Costs for health insurance premiums are going up because of federally mandated increased coverage. Half of those surveyed by HCTrends said federal mandates for “the elimination of lifetime caps, the addition of free preventive care and mandated coverage for children up to age 26 will add between 2 and 4 percentage points to their 2011 rates.”

That is if they keep the same insurance. Forty percent of those surveyed said they were “seriously considering” changing networks or health plans. This seriously undermines the promise that Americans will get to keep their insurance plans and their doctors if they are currently satisfied with their health care.

Unfortunately, the situation is only going to get worse. Some insurance companies are looking to get out of certain types of health care coverage altogether. This will reduce choices for American health care consumers and will result in many Americans losing the health care providers they currently are satisfied with.

For example, Aetna will stop selling insurance to small groups in Colorado next year. Aetna, Cigna, WellPoint, and other insurance companies will stop selling child-only insurance in certain states next year.

The New York Times reports this is part of a larger trend of smaller insurance companies not having the resources and economies of scale to remain competitive. Once the health insurance market is concentrated into a smaller number of companies, prices could go up even more, even as more Americans are no longer in the health insurance plans they preferred before the federal health care law passed.

Some worry that companies could begin to drop health care coverage altogether under the new federal health care law. As we saw recently when McDonald’s was granted a waiver by the federal government, many companies may decide to opt out entirely of providing insurance to their employees as the new federal mandates go into effect.
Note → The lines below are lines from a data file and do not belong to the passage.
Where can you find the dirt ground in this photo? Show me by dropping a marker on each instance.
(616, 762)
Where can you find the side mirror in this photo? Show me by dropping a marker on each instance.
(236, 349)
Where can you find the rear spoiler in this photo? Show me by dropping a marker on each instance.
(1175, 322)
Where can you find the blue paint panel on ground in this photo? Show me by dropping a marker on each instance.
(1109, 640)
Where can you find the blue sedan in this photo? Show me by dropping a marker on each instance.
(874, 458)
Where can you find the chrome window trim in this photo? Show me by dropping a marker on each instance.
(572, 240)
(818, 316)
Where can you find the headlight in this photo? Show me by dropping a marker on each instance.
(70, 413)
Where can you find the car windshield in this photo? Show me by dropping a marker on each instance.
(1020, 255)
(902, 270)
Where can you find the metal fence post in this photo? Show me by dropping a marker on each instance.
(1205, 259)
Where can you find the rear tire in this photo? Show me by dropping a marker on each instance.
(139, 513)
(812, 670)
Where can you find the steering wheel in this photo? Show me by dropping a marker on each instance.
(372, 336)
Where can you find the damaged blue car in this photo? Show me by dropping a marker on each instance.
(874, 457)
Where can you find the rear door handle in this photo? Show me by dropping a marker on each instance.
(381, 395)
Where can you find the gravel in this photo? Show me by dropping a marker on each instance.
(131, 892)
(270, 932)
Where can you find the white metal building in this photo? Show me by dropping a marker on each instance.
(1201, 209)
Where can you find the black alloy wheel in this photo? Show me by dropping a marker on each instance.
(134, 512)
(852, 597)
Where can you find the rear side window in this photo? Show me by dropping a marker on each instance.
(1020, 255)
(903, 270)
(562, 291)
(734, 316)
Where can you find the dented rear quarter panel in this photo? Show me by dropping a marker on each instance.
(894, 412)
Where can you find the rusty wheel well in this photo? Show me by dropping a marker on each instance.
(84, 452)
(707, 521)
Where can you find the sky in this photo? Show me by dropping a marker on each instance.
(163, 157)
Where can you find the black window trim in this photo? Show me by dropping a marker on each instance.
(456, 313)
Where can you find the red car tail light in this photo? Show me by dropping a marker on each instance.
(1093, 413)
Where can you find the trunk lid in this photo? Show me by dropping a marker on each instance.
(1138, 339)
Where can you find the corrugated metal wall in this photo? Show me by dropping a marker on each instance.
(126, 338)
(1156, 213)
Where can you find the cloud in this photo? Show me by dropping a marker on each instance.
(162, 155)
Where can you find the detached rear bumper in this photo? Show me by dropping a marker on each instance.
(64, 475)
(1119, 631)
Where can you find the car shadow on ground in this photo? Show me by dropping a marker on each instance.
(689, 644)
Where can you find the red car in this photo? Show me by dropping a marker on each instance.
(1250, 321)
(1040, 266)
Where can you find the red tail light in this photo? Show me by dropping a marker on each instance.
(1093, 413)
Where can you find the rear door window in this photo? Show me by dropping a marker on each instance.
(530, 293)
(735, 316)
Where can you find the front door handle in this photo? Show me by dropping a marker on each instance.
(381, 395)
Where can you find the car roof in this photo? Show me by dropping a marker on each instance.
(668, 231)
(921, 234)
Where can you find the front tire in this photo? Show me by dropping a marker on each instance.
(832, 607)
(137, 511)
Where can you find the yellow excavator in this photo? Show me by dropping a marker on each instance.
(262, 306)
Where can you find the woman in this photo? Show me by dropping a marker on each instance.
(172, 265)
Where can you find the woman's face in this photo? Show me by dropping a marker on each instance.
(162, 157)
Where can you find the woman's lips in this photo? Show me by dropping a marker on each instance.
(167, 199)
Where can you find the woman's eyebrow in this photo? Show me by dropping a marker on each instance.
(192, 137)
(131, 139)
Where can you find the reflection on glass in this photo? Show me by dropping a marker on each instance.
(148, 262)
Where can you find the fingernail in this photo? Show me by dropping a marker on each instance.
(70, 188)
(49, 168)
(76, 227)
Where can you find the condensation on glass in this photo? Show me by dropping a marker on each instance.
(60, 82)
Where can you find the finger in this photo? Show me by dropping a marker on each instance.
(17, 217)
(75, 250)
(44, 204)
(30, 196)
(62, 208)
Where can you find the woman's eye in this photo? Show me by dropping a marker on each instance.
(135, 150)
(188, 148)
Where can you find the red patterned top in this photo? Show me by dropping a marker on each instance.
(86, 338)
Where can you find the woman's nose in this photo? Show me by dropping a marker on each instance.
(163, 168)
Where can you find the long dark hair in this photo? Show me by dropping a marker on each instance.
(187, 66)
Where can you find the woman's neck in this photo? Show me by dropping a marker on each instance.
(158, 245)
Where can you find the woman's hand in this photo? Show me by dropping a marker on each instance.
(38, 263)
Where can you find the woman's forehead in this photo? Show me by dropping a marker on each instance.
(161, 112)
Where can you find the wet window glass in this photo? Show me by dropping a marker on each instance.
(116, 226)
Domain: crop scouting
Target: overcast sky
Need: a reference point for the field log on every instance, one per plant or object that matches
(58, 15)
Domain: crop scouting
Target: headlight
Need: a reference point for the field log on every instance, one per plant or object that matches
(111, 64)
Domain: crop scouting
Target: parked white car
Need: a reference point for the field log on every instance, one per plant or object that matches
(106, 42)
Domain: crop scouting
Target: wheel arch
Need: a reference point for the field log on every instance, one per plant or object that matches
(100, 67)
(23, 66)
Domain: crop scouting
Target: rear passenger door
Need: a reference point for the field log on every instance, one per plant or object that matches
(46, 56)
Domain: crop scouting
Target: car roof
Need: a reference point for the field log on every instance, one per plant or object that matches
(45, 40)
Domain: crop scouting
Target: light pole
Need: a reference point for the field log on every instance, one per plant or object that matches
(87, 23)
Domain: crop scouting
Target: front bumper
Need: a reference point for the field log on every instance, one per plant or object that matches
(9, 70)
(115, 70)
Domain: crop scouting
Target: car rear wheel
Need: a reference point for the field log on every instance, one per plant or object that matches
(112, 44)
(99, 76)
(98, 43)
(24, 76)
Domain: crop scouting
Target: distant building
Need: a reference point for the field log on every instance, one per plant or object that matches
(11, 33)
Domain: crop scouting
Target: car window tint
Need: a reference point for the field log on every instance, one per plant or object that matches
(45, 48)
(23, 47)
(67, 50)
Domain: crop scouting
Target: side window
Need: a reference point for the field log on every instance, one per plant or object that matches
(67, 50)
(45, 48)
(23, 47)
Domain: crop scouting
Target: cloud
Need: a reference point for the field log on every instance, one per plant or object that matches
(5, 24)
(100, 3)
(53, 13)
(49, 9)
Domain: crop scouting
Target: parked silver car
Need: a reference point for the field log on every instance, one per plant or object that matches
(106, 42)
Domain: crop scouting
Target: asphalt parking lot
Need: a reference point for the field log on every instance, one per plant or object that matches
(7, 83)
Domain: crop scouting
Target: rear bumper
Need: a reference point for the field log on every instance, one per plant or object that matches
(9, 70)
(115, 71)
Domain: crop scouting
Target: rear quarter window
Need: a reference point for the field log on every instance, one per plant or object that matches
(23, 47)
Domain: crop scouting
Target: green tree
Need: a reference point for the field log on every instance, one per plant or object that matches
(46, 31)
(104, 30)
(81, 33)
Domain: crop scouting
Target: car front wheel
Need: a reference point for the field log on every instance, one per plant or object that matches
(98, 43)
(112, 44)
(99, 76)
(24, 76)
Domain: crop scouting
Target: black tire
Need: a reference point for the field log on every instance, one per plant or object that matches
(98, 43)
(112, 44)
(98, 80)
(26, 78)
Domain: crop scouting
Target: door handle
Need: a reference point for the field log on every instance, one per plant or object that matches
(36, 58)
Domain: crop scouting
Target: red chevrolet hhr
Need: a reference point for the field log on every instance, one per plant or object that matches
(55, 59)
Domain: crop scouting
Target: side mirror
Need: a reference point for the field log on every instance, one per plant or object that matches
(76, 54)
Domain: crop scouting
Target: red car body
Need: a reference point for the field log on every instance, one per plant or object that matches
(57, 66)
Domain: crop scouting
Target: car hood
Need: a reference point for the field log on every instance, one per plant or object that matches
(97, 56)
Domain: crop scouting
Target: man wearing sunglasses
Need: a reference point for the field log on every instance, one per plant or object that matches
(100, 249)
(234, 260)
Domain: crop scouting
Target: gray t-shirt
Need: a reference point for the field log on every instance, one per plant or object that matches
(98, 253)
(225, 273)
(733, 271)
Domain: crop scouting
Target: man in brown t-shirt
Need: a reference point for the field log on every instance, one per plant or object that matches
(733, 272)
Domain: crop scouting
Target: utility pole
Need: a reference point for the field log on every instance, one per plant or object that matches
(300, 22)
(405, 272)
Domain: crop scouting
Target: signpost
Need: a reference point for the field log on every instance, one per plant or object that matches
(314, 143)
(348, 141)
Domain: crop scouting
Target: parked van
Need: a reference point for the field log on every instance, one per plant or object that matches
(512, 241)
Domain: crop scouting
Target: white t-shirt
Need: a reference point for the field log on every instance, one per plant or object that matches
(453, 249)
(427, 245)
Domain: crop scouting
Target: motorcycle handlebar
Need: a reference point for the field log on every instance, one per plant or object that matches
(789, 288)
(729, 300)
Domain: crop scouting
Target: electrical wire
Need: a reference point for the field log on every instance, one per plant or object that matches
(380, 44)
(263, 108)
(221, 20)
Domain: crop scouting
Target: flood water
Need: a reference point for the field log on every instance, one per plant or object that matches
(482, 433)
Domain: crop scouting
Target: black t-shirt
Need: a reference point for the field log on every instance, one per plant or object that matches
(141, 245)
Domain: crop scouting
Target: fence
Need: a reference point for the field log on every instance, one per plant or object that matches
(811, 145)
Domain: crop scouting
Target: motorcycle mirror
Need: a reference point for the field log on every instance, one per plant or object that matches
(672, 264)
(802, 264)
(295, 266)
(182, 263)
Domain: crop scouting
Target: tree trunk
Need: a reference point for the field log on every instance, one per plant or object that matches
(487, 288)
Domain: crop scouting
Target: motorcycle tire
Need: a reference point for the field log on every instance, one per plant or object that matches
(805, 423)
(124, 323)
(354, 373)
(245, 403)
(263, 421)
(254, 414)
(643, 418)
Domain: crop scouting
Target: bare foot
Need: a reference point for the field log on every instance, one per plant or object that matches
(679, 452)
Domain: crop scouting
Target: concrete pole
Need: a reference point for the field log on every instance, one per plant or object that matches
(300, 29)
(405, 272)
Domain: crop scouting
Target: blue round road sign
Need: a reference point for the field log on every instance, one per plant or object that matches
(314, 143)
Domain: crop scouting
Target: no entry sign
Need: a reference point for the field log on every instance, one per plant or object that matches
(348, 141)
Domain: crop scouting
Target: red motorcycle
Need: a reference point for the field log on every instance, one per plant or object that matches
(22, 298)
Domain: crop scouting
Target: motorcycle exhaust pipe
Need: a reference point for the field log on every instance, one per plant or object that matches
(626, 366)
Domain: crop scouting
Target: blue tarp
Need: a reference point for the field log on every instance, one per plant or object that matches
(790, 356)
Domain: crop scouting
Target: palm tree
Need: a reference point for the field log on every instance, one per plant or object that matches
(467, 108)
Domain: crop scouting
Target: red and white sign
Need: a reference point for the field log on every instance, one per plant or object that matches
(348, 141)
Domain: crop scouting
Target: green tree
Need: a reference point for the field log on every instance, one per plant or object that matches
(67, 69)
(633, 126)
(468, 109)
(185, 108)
The federal health care law penalizes employers that drop their health care coverage $2000 per employee. Employers may look at that number and decide that it is not enough of a deterrent. James Klein, president of the American Benefits Council, even said to the Associated Press that the federal health care law could begin to dismantle the employer-based health insurance system.

While the White House disagrees, claiming the new law actually encourages employers to offer health insurance coverage, Democratic Tennessee Governor Phil Bredesen predicts that the new exchanges that begin operating in 2014 will make dropping insurance coverage an attractive option for employers, including in the public sector.

Bredesen, in an op-ed for the Wall Street Journal, said that not having coverage would be especially attractive to new business start-ups.

“For a person starting a business in 2014, it will be logical and responsible simply to plan from the outset never to offer health benefits. Employees, thanks to the exchanges, can easily purchase excellent, fairly priced insurance, without pre-existing condition limitations, through the exchanges. As it grows, the business can avoid a great deal of cost because the federal government will now pay much of what the business would have incurred for its share of health insurance. The small business tax credits included in health reform are limited and short-term, and the eventual penalty for not providing coverage, of $2,000 per employee, is still far less than the cost of insurance it replaces.”

So under the federal health care law, Americans will have higher insurance costs, and it is very likely they will not be able to keep the insurance plans or the doctors they preferred before the federal health care law went into effect. We are already seeing the beginning of this trend in Wisonsin’s largest city, and the final result could be the end of employer-based health insurance, according to a member of the president’s own party. That’s completely different than what was promised before the health care law was passed. Perhaps House Speaker Nancy Pelosi was correct when she said that the law would have to be passed before we knew what was in it.